PLANETS (Preservation and Long-term Access through NETworked Services), another project in collaboration with other EU institutions, is designed to produce practical services and tools to help ensure long-term access. Security will be provided by keeping copies at the BL’s Boston Spa location and with the National Library of Wales. McLeod stressed that the BL is working with other digitization project teams to encourage the use of open standards in digital preservation and sustainability.
Mass-book digitization projects have previously triggered controversy for copyright issues. While promoting the benefits that digitization brings to authors by exposing their material to new and larger audiences, the BL insists that it does not wish to ride roughshod over authors’ rights. Nonetheless, intellectual property laws were written for the analog world, and, worse still, British/EU legislation keeps material in copyright for life, plus 70 years.
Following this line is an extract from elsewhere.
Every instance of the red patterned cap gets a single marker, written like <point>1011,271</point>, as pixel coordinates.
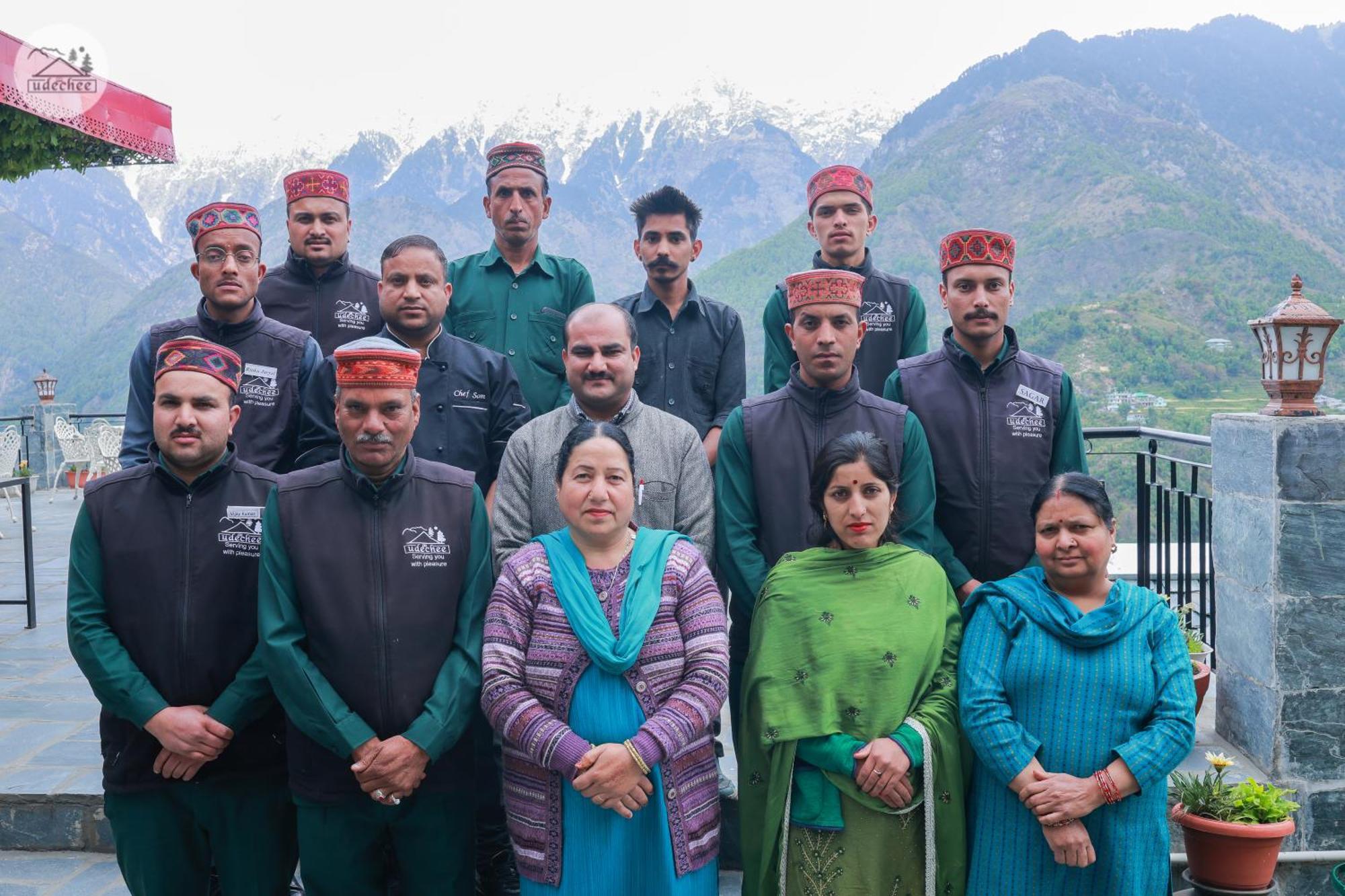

Obviously, then, an issue exists here for a collection of 19th-century literature when some authors may have lived beyond the late 1930s. An estimated 40 percent of the titles are also orphan works. Those two issues mean that item-by-item copyright checking would be an unmanageable task. Estimates for the total time required to check on the copyright issues involved vary from a couple of decades to a couple of hundred years. The BL’s approach is to use two databases of authors to identify those who were still living in 1936 and to remove their work from the collection before scanning. That, coupled with a wide publicity to encourage any rightsholders to step forward, may solve the problem.
In summarizing the day, Neil Fitzgerald, Microsoft’s digitization project manager, said that he hoped they had given us a sense of the complexity of the project. Although the project is well-planned and -piloted, lessons were being learned in the process all the time. The BL and Microsoft were keen to share their own experiences. He stressed that “partnership” is the keyword. Partnership has been crucial internally and involved all departments in the process, but it’s also crucial externally by using partners every step of the way.
As for the future, content should be available in Microsoft Live Search Books by the time this article appears in print as well as on the BL site in December 2007 or January 2008. Potential future topics are under review for the next mass digitization project. It looks as though the 19th-century focus will continue, with geography next and possibly sociology soon after. Curator Jensen relished the challenge of defining sociology, which is a 20th-century concept, for 19th-century literature.